Dysregulation of an immune cell appears to underpin specific symptoms in patients with long Covid, researchers have said.

Tests on blood samples from 142 patients with long Covid who had been hospitalised and were then attending outpatient clinics showed patterns of malfunctioning of monocyte cells that was particularly linked to breathless and fatigue.

Writing in the European Respiratory Journal, the researchers from Manchester University said the abnormal features of circulating monocytes they found when compared with healthy volunteers could have ‘profound implications’ for the understanding of long Covid.

And the findings may provide novel opportunities for therapeutic targeting in Covid-19 patients with persistent symptoms, they concluded.

Their analysis showed that in long Covid, there was abnormal migration of monocytes that corresponded to shortness of breath in this group of patients.

Long Covid patients with ongoing breathlessness and abnormal chest X-ray tended to have high monocyte expression of a specific chemokine receptor as well as preferential migration of the cells towards the corresponding target in the lung.

A different migration pattern and expression profile of monocytes was seen in patients reporting fatigue.

The same dysregulation was not seen in those recovering from RSV or flu, the researchers said.
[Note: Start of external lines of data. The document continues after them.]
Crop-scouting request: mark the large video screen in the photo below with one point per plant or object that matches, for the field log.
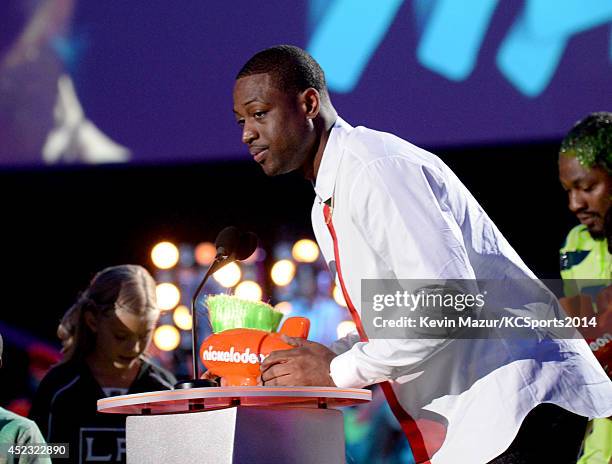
(90, 81)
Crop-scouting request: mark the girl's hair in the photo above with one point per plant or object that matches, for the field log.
(127, 287)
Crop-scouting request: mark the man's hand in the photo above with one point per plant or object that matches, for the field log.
(306, 364)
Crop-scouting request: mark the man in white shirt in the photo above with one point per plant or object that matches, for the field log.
(385, 209)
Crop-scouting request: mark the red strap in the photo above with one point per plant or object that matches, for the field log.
(408, 424)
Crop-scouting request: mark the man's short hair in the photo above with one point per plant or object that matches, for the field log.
(293, 69)
(590, 140)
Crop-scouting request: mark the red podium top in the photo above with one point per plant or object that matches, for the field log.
(202, 399)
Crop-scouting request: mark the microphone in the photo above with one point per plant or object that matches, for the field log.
(231, 246)
(227, 242)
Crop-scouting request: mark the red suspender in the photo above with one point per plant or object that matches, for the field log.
(409, 426)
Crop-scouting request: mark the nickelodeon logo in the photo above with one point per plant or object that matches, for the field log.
(232, 356)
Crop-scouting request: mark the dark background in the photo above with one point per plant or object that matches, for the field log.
(60, 226)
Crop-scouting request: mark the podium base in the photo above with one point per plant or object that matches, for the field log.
(238, 435)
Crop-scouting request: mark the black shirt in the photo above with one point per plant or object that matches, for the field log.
(65, 409)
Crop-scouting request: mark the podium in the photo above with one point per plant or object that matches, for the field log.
(234, 425)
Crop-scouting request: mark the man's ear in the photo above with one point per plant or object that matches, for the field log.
(91, 321)
(311, 102)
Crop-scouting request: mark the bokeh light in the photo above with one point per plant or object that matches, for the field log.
(182, 317)
(168, 296)
(282, 272)
(305, 251)
(248, 290)
(205, 253)
(166, 337)
(165, 255)
(229, 275)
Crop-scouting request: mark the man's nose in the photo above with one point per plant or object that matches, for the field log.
(576, 201)
(249, 134)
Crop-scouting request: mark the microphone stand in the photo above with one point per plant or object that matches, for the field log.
(220, 261)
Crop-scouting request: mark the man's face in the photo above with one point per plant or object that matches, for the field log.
(588, 192)
(274, 124)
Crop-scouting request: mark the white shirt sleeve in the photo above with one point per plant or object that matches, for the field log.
(402, 209)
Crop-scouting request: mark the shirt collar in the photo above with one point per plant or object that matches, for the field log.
(326, 176)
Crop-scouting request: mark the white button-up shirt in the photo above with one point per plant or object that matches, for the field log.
(400, 213)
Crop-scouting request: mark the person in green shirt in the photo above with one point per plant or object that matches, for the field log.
(15, 431)
(585, 169)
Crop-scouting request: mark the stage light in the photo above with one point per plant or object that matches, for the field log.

Dr Elizabeth Mann, study lead and researcher at the University of Manchester, said: ‘There is now a wealth of evidence indicating that chronic morbidity persists in many Covid-19 patients during convalescence manifesting as long Covid which remains a global public health problem despite vaccination programmes and milder strains of SARS-CoV-2.
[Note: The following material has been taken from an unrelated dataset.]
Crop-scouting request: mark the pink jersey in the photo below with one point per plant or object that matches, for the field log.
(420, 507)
‘These debilitating symptoms including extreme fatigue, shortness of breath, myalgia, brain fog, depression, fibrotic lung disease and pulmonary vascular disease and we now know this can last for many months or even years following infection.

But she added treatment options for long Covid were currently limited and the development of targeted therapeutics needed an in-depth understanding of the underlying immunological pathophysiology.
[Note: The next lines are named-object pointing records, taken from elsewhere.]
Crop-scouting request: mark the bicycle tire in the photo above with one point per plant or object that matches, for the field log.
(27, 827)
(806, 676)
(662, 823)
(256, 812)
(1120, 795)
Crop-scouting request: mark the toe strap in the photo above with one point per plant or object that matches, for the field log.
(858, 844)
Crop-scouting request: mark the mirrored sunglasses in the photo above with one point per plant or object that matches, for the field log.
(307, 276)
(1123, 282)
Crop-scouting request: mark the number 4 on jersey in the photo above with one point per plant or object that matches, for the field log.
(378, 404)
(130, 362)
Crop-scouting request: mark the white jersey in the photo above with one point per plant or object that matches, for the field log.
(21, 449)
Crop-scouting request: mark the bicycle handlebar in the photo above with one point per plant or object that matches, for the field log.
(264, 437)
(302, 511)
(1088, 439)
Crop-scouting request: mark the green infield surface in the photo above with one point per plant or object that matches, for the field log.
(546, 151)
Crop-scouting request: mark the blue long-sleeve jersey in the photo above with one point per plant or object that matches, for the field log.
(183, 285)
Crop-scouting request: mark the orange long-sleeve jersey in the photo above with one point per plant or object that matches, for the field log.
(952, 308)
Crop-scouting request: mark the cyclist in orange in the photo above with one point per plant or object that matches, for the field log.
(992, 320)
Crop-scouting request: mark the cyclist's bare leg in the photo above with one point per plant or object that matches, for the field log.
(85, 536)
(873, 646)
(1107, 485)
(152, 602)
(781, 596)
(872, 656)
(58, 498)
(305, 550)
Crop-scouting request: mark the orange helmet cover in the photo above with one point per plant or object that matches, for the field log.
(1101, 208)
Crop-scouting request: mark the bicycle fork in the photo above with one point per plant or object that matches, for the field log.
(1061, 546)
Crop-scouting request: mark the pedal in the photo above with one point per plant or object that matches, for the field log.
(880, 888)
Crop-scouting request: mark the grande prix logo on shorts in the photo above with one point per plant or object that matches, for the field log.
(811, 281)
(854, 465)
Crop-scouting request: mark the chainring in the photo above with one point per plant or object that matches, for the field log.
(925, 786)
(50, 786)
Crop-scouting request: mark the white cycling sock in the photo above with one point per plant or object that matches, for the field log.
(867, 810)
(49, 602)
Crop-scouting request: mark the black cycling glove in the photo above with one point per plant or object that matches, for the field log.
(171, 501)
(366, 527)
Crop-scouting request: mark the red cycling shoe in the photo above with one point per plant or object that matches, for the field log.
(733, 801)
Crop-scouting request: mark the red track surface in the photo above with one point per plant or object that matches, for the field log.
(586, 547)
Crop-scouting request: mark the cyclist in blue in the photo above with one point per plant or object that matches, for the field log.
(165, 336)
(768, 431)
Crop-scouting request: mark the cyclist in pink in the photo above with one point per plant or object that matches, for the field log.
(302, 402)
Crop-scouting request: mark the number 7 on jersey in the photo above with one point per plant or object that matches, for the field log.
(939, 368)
Dr Mann said: ‘Our work finding a link between monocyte function and specific long Covid symptoms may provide an important first step on the road to possible treatments.’

Dr Emily Fraser, consultant in respiratory medicine at Oxford University Hospitals NHS Foundation Trust, said it was important to note this was research done in a specific group of patients.

She added: ‘This is a post-hospitalised group of patients who would have had pneumonia and many probably have abnormal imaging subsequently related from Covid pneumonia lung damage.

‘Although they may have long Covid symptoms, most people with long Covid who were not hospitalised have no evidence of ever having had pneumonia and have normal lung imaging.’